Ask a Question

Retrieving Debug Information

Each Dgraph data node exposes profile over /debug/pprof endpoint and metrics over /debug/vars endpoint. Each Dgraph data node has it’s own profiling and metrics information. Below is a list of debugging information exposed by Dgraph and the corresponding commands to retrieve them.

Metrics Information

If you are collecting these metrics from outside the Dgraph instance you need to pass --expose_trace=true flag, otherwise there metrics can be collected by connecting to the instance over localhost.

curl http://<IP>:<HTTP_PORT>/debug/vars

Metrics can also be retrieved in the Prometheus format at /debug/prometheus_metrics. See the Metrics section for the full list of metrics.

Profiling Information

Profiling information is available via the go tool pprof profiling tool built into Go. The “Profiling Go programs” Go blog post will help you get started with using pprof. Each Dgraph Zero and Dgraph Alpha exposes a debug endpoint at /debug/pprof/<profile> via the HTTP port.

go tool pprof http://<IP>:<HTTP_PORT>/debug/pprof/heap
Fetching profile from ...
Saved Profile in ...

The output of the command would show the location where the profile is stored.

In the interactive pprof shell, you can use commands like top to get a listing of the top functions in the profile, web to get a visual graph of the profile opened in a web browser, or list to display a code listing with profiling information overlaid.

CPU Profile

go tool pprof http://<IP>:<HTTP_PORT>/debug/pprof/profile

Memory Profile

go tool pprof http://<IP>:<HTTP_PORT>/debug/pprof/heap

Block Profile

Dgraph by default doesn’t collect the block profile. Dgraph must be started with --profile_mode=block and --block_rate=<N> with N > 1.

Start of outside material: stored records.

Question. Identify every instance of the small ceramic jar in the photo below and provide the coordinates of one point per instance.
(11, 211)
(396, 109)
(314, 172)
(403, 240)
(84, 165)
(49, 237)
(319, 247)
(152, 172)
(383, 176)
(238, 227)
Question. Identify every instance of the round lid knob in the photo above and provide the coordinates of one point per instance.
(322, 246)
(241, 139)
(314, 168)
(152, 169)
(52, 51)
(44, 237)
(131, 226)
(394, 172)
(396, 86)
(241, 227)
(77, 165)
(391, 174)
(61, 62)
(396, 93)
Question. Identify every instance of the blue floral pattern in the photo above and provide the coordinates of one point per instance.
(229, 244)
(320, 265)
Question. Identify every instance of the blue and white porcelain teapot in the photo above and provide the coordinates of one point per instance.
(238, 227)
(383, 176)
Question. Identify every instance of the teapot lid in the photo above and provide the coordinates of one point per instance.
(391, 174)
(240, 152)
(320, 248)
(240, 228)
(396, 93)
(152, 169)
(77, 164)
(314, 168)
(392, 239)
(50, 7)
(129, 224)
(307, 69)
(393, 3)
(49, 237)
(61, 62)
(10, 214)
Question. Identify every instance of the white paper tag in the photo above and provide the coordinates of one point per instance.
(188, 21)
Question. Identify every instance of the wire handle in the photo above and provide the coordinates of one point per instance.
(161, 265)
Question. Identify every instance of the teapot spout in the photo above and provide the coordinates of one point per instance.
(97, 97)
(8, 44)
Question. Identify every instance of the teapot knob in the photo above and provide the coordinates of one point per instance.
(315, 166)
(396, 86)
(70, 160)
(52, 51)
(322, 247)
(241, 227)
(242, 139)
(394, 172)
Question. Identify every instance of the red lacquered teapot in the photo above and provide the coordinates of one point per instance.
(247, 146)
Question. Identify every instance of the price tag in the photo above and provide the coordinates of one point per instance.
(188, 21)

go tool pprof http://<IP>:<HTTP_PORT>/debug/pprof/block

Goroutine stack

The HTTP page /debug/pprof/ is available at the HTTP port of a Dgraph Zero or Dgraph Alpha. From this page a link to the “full goroutine stack dump” is available (e.g., on a Dgraph Alpha this page would be at http://localhost:8080/debug/pprof/goroutine?debug=2). Looking at the full goroutine stack can be useful to understand goroutine usage at that moment.

Profiling Information with debuginfo

Instead of sending a request to the server for each CPU, memory, and goroutine profile, you can use the debuginfo command to collect all of these profiles, along with several metrics.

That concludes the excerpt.